Here some of the member reactions that I received:

– Perhaps the SEC should do what some of the more conservative law firms do and prohibit its employees from trading in anything except index funds and ETFs? That would reduce the workload for the clearance officer and virtually eliminate any appearance of conflict. Still, if either of these people is guilty, they’re just plain stupid since they of all people know how easy it is for the SEC to trace suspicious acvtivity.

– It is unclear whether the SEC Enforcement Attorneys traded on inside information or seriously violated SEC rules. However, the IG has been investigating for 15+ months and felt strong enough about the record to refer it to the US Attorney. Doesn’t sound good- especially the parts about trading in stocks with potential or current investigations. I do note that the IG’s last two reports to Congress mention the investigation and give identifying details.

– One person said that certain people who were familiar with the record found that the many of the questioned trades “didn’t make sense.” No one was happy with this reputational hit.

– These appear to be innocent (yet sloppy) transactions, not intentional fraud. One of the big problems at the SEC is that not many truly understand how the law and the financial markets work in a macro sense and how everything is connected to each other. Sure you have brillant people is specialized offices who know all about net capital rules, investment company communications or no action letters, etc… but not many who understand what really make investors, financial analyst and traders tick (can we say “Madoff”). This is not an easy thing as its takes a ton of work and reading to keep on top of things as you are aware. Thus you actually have to commend those who try to help others bridge the gap (this is how to invest in a stock, this is a bond) and who generally try to hone their skill sets.

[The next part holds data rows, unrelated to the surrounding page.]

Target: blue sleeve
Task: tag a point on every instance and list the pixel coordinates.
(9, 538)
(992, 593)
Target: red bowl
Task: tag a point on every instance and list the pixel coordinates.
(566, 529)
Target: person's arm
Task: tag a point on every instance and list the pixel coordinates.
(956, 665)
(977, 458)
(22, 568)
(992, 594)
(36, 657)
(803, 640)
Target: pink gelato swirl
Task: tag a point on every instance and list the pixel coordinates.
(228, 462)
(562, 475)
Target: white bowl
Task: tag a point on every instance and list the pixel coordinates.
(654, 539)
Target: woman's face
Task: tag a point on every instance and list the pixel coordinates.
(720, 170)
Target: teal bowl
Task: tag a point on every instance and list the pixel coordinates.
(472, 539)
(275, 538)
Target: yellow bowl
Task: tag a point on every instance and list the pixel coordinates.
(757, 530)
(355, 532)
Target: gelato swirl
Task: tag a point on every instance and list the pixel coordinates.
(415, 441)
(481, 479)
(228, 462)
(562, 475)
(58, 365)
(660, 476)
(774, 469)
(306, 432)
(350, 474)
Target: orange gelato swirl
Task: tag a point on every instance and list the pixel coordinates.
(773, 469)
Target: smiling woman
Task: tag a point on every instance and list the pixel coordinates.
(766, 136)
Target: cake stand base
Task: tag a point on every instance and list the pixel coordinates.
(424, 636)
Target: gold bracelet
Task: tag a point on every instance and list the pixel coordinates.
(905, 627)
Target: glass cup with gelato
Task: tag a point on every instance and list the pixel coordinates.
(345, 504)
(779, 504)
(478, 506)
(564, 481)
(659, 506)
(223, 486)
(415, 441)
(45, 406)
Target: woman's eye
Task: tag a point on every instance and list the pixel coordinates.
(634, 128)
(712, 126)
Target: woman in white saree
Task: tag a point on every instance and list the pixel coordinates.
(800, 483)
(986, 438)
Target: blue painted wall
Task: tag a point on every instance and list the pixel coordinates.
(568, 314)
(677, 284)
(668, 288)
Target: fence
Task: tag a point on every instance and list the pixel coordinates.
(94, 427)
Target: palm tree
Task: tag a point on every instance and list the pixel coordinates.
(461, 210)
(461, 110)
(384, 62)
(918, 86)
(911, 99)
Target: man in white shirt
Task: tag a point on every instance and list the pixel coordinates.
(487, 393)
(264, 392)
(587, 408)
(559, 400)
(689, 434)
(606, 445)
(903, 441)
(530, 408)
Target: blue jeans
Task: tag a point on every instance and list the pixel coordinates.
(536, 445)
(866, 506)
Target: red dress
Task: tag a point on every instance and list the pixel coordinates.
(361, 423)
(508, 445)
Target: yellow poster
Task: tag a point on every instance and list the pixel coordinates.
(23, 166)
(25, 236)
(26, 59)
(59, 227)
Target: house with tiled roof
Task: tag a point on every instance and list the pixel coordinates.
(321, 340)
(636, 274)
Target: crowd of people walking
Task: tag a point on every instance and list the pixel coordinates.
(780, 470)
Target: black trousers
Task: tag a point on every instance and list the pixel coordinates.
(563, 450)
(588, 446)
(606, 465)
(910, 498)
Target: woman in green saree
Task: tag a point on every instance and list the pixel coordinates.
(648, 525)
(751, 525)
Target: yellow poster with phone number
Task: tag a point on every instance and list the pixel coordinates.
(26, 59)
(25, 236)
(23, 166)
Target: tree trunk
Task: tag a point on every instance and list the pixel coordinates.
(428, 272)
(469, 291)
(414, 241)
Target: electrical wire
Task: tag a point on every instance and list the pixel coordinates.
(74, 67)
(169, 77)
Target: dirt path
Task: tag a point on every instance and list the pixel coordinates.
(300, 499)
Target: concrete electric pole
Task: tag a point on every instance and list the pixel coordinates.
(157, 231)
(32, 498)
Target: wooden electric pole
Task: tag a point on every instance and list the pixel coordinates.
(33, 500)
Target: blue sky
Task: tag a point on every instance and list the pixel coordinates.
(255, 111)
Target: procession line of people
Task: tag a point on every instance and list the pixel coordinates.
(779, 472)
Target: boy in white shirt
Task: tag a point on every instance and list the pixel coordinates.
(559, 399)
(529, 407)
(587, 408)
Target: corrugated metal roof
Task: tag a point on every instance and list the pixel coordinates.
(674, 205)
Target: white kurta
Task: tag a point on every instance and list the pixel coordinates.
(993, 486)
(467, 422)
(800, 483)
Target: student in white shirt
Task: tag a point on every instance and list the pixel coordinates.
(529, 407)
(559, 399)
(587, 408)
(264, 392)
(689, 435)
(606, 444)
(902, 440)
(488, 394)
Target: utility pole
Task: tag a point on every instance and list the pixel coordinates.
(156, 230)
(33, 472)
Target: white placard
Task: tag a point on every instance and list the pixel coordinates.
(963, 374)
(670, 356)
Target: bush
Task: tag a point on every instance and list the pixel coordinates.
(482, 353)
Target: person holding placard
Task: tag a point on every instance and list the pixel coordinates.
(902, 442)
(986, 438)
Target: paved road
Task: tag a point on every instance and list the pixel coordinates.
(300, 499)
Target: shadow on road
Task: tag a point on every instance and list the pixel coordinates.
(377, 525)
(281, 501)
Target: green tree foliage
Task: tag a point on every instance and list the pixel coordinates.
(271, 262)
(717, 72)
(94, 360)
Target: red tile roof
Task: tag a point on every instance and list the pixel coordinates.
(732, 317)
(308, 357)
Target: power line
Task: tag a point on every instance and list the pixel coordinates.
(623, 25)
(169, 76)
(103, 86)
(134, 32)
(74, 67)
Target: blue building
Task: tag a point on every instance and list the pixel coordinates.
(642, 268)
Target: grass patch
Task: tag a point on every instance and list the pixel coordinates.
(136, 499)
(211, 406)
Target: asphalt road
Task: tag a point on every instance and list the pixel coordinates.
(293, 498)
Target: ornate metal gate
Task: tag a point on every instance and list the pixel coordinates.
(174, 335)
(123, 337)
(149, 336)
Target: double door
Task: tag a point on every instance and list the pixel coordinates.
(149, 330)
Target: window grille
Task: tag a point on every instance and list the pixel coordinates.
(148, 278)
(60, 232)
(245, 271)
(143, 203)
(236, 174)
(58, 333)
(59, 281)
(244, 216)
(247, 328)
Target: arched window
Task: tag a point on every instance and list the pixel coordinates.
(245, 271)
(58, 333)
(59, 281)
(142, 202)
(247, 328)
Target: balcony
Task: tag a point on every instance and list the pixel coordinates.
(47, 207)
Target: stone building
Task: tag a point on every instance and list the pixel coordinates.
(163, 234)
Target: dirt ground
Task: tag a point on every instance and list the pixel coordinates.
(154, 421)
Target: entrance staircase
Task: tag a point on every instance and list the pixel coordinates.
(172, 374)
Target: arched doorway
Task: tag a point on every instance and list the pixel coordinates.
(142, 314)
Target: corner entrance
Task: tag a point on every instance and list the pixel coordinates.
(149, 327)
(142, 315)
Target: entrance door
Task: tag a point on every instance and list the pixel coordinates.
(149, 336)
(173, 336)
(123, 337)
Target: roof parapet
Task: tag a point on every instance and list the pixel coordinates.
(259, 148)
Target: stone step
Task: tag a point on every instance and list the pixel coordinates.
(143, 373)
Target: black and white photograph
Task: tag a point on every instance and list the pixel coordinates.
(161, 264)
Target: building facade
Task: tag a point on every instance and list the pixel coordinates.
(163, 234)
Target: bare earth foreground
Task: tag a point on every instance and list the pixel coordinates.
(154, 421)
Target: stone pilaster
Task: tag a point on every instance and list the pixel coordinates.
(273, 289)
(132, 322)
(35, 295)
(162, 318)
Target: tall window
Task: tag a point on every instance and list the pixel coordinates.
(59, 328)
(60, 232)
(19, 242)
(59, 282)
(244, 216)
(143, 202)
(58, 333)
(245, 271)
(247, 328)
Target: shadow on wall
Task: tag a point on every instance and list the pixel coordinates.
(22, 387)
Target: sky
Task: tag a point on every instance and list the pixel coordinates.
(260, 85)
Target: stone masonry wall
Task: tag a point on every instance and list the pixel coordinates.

– Didn’t the SEC say they wanted to hire more financial professionals, do they expect these people to put all of their money in T-bills when they join? Unfortunately, the careers of these lawyers are probably doomed regardless of their culpability since if you did that many trades eventually you will probably run into a SEC conflict at some point, especially if you are buying financial stocks. I remember trying to pre-screen trades at the SEC many years ago; itf was essentially a broken system, so I hope that is not the reason for their predicament. Bottomline: expect future risk taking, innovation, and morale at the SEC to take a further set back.